После «погребального костра», принц большую часть времени проводил сидя на подоконнике, уткнувшись лбом в стекло. Он не только больше не повышал голоса, он вообще перестал разговаривать, лишь механически выполняя привычные действия.

– Ваше Высочество, пора спать, – говорила ему Эбба от дверей, опасаясь приближаться к мальчику.

Диант покорно слезал и ложился в постель. Так же покорно умывался, съедал, что приносили… Или не съедал, забывая об этом, но слуги молча уносили подносы, боясь спровоцировать новый приступ злобы и пострадать. Погрузившись в апатию, он перестал даже рисовать, – как будто вынули душу. Состояние, в котором пребывал Диант, даже трудно было назвать отчаянием: отчаяние возможно там, где еще остается хотя бы слабенький проблеск надежды…

Он запретил себе даже вспоминать такое слово: оно тоже было не для него.

Появление отца, несомненно, вернуло бы принца к жизни, вызвав хоть какие-то эмоции, но Ансгара не было.
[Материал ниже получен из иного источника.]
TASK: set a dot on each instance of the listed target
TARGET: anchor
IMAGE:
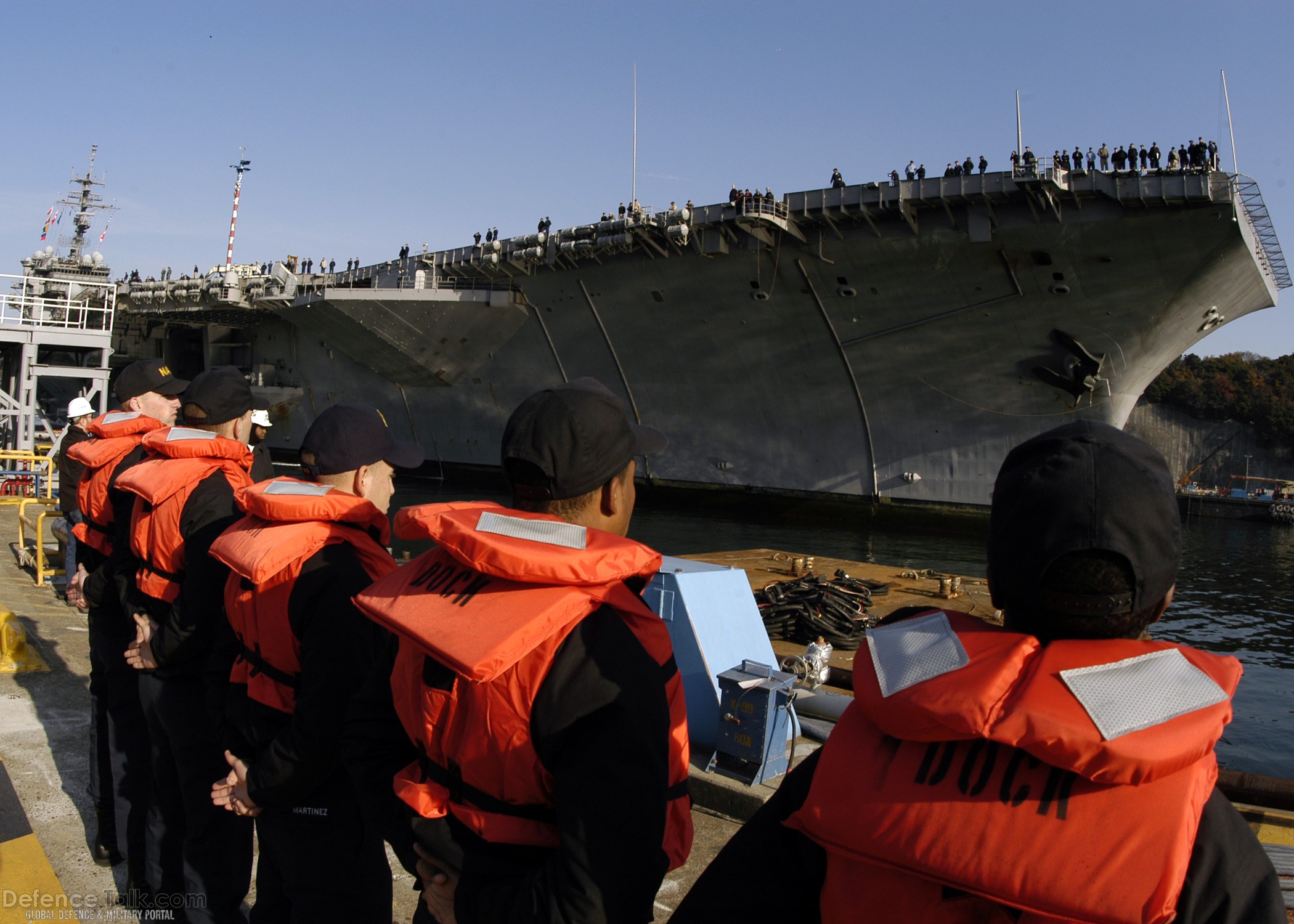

Какой-либо конкретной даты ежемесячных визитов, которые иногда, особенно по первости, удавалось растянуть на несколько дней, не устанавливалось, но когда второй месяц отсутствия короля подходил к концу, Диант просто отметил где-то в глубине сознания, что его страхи были обоснованы и сбылись в полной мере. Последовательно и неуклонно у него отнимали свободу, от рождения предназначенную жизнь, будущее, те крохи любви, которые доставались ему с общего пира, пока не осталось ничего, кроме физического существования…

Король действительно был занят новорожденным сыном, связанный всеми положенными формальностями и церемониями, последовавшими за рождением Карстена и объявлением его наследным принцем. Для него образ старшего сына был связан с неизбывной болью, и рождение младшего ее отнюдь не облегчило: он просто исполнил свой долг, позаботившись о наследнике. Диант же отзывался пинком в старую незаживающую рану.